O monge concordou, e ficou quieto. Mestre Za contemplou os argumentos, ponderou mais uma vez, e disse:

- Me parece que realmente houve evolução espiritual. A técnica apenas a acompanhou. Ainda há maldade e ignorância, mas há mais e mais recursos para estudar, refletir e praticar um humanismo digno.

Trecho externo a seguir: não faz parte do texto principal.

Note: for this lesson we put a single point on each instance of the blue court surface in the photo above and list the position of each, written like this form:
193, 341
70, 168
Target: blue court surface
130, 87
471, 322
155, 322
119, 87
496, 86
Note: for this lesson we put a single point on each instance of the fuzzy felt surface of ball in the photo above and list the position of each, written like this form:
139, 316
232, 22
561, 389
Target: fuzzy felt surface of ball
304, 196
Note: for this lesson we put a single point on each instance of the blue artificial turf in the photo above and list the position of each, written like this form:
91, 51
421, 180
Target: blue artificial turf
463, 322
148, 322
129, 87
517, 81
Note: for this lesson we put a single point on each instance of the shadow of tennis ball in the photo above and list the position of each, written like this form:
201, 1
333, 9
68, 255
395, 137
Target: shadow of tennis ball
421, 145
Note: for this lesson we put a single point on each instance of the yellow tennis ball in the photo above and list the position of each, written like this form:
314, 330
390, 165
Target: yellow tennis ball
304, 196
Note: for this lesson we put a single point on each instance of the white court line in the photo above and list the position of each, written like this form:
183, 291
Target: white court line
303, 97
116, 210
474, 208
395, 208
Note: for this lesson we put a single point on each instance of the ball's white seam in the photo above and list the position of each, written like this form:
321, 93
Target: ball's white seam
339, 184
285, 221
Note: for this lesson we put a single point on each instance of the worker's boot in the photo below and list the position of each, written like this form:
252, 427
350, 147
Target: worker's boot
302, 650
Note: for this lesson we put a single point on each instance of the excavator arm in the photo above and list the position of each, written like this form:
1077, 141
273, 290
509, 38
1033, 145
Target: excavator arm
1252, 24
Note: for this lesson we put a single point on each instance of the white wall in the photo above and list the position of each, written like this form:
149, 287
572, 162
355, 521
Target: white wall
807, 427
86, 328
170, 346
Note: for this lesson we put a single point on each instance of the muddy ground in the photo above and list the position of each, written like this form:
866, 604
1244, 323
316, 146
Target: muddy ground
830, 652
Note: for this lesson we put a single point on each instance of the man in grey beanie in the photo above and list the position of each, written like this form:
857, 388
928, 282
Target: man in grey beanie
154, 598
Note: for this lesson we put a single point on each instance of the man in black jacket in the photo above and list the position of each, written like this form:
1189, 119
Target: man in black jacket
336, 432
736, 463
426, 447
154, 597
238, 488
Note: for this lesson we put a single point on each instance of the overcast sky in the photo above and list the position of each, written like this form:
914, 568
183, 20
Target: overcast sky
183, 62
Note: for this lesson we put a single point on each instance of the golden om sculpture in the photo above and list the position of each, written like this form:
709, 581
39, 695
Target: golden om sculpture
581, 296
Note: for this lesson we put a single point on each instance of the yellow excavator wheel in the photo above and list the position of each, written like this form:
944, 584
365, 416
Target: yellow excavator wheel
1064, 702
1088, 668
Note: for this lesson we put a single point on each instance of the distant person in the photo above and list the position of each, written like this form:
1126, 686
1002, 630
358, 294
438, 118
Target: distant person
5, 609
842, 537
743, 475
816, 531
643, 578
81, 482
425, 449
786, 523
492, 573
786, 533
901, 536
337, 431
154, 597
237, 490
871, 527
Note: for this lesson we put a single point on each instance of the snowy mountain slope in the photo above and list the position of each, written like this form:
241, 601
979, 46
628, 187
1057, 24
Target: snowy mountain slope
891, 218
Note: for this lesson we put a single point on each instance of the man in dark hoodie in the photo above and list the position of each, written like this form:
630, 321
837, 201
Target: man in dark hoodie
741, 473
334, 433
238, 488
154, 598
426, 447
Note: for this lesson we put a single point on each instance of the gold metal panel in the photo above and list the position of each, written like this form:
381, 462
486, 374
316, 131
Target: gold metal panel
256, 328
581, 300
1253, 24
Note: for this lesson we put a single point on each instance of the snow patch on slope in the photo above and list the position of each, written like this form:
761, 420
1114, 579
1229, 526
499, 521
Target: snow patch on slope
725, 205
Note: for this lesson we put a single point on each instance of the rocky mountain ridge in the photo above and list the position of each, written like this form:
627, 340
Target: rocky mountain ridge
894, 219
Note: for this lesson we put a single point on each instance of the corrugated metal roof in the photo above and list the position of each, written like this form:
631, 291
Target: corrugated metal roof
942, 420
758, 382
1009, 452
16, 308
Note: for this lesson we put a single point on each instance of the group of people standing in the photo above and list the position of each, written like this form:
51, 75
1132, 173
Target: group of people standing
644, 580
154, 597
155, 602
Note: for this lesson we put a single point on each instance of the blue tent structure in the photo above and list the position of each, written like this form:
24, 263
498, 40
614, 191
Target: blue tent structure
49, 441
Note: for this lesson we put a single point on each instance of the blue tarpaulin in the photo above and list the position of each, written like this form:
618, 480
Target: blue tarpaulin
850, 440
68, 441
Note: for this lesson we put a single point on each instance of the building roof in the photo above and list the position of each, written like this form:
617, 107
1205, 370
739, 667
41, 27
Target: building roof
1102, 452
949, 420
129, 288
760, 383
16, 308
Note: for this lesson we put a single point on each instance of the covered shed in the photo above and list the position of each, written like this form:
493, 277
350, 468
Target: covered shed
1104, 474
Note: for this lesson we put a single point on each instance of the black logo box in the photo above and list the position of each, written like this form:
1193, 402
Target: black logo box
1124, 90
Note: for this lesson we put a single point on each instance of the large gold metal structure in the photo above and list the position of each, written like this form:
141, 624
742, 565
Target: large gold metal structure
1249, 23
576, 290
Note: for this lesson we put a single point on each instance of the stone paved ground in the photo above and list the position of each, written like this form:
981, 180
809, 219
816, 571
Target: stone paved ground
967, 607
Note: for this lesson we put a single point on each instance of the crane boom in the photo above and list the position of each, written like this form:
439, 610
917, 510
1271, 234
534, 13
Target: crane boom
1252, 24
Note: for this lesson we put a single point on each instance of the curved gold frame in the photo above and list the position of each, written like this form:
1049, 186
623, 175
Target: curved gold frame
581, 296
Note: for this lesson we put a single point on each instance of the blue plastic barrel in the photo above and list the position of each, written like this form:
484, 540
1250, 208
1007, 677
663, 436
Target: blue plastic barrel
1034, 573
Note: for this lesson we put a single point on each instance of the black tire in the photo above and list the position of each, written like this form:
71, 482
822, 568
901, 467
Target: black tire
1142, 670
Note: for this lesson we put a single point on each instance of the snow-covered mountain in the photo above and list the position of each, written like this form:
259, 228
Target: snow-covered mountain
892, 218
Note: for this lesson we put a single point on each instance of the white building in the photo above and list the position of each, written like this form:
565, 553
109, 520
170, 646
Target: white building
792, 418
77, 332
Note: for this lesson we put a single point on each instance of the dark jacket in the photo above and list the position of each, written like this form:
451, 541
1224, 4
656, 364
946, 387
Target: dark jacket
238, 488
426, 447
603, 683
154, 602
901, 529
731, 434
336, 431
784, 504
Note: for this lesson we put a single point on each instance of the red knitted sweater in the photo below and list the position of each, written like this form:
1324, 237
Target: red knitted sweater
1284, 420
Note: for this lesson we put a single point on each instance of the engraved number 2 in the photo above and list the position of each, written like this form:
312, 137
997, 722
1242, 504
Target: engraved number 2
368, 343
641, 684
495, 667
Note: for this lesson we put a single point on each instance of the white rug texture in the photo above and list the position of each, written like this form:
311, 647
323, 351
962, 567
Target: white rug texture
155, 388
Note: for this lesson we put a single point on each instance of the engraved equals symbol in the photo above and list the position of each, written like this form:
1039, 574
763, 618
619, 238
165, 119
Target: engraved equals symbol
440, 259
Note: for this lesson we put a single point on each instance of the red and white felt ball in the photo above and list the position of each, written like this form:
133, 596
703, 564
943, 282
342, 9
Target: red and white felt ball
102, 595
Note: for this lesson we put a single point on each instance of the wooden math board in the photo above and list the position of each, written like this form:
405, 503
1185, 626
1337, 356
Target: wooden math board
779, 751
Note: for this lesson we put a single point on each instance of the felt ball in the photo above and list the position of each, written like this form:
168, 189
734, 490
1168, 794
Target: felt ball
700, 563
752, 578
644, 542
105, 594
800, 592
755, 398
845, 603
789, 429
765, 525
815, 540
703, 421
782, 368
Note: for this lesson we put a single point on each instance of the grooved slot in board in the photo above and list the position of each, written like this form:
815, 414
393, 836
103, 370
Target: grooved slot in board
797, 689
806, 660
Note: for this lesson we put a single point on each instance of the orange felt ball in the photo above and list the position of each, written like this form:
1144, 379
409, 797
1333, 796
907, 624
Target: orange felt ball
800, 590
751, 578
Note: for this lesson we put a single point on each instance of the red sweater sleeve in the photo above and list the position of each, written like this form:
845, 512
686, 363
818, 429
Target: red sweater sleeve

Tudo isso permite o desapego, o exercício do desprendimento. Há hoje, mais do que nunca, a possibilidade de pensar livremente, e conhecer formas de meditar e evoluir espiritualmente. Por outro lado, há tanto sendo oferecido para conhecer, saber e crer, que nos perdemos num mar de fragmentos de doutrinas, e bolamos sistemas sem conhecer ao certo seus fundamentos. Essa postura é uma caminhada direta em direção ao engano. Por isso, eu acredito que o louco está certo. Só um louco pode achar que vai atingir o nirvana em um mês. Mas como afirmar que ele não vai? E aceitar isso - a dúvida - não é, afinal, uma evolução de nosso espírito, mais tolerante e compreensivo com os outros? O louco me ensinou essa lição, e por isso, temo agora criticá-lo.

E ficaram todos quietos, pensando, e se pegaram prestando atenção se estavam respirando corretamente.